Emerging market indices have outperformed in 2024, particularly in Asia-Pacific. India, China, and Indonesia have seen substantial equity inflows, with a combined FII inflow of ₹35,000 crore during the last quarter. The Asian region’s growth is buoyed by continued urbanisation and a strong services sector.

C. Chokhani’s Take on Global Diversification

Chokhani stresses that while global equities can provide diversification benefits, the “home‑bias” in India remains strong. He recommends that investors allocate around 20–25% of their portfolio to global equities, prioritising sectors with resilient earnings growth and stable regulatory environments. For risk‑averse investors, he suggests investing in low‑cost index funds or ETFs that track broad global indices.
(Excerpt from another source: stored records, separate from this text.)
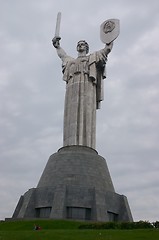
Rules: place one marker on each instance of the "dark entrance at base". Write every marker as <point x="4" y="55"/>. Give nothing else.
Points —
<point x="79" y="213"/>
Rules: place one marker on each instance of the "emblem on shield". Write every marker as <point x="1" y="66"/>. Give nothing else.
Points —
<point x="109" y="30"/>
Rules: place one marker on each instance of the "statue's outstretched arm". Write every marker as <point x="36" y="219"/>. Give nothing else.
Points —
<point x="60" y="52"/>
<point x="108" y="47"/>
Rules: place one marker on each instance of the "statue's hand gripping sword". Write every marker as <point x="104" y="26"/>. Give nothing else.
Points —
<point x="57" y="37"/>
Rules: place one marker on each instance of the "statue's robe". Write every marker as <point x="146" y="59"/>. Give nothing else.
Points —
<point x="84" y="92"/>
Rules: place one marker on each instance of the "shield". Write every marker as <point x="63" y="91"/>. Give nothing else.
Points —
<point x="109" y="30"/>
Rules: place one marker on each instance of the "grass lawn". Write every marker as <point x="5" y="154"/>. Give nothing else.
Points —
<point x="68" y="230"/>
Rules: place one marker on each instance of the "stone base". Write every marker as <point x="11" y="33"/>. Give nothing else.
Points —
<point x="75" y="184"/>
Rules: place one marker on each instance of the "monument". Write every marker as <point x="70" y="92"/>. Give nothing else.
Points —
<point x="76" y="183"/>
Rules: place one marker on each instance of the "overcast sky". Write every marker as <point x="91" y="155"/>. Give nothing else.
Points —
<point x="32" y="95"/>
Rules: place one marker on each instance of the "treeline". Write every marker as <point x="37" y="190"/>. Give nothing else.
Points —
<point x="120" y="225"/>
4. Where to Sow and Where to Harvest: Practical Investment Recommendations

A. Core Holdings

  1. Indian Equity ETFs – A blend of large‑cap and mid‑cap stocks with a view of 5‑10 years.
  2. Global Equity ETFs – Focus on U.S. and Asian market indices with a 3‑5 year horizon.
  3. Fixed Income – A moderate allocation to corporate bonds to hedge against equity volatility.

B. Tactical Plays

  1. Sector Rotation – Shift towards IT, pharma, and consumer discretionary during periods of economic expansion.
  2. Currency Hedging – Protect foreign currency exposure in global equities via hedged ETFs.

C. Harvest Strategy

  1. Rebalancing – Conduct semi‑annual portfolio reviews to adjust for sector performance and macro‑economic shifts.
  2. Tax Efficiency – Use tax‑advantaged accounts where available to minimise capital gains tax on equity holdings.
  3. Exit Rules – Set clear profit‑taking thresholds (e.g., 15–20% gain) and stop‑loss limits (e.g., 10% drop) for high‑beta stocks.

5. Bottom Line

Manish Chokhani’s analysis underscores a clear hierarchy for 2024: Indian equities remain the top choice for growth, followed by global equities as a diversification tool. Gold and silver, meanwhile, should occupy a smaller slice of the portfolio due to their lackluster performance and weak fundamentals. By aligning investments with the current macro‑environment, investors can navigate the complex interplay of domestic strength and global volatility.

For those wishing to stay updated on market dynamics, Moneycontrol offers a wealth of real‑time data, expert commentary, and comprehensive research tools. Whether you are a seasoned investor or just starting, integrating Chokhani’s insights can help sharpen your strategy and enhance your portfolio resilience in a rapidly evolving financial landscape.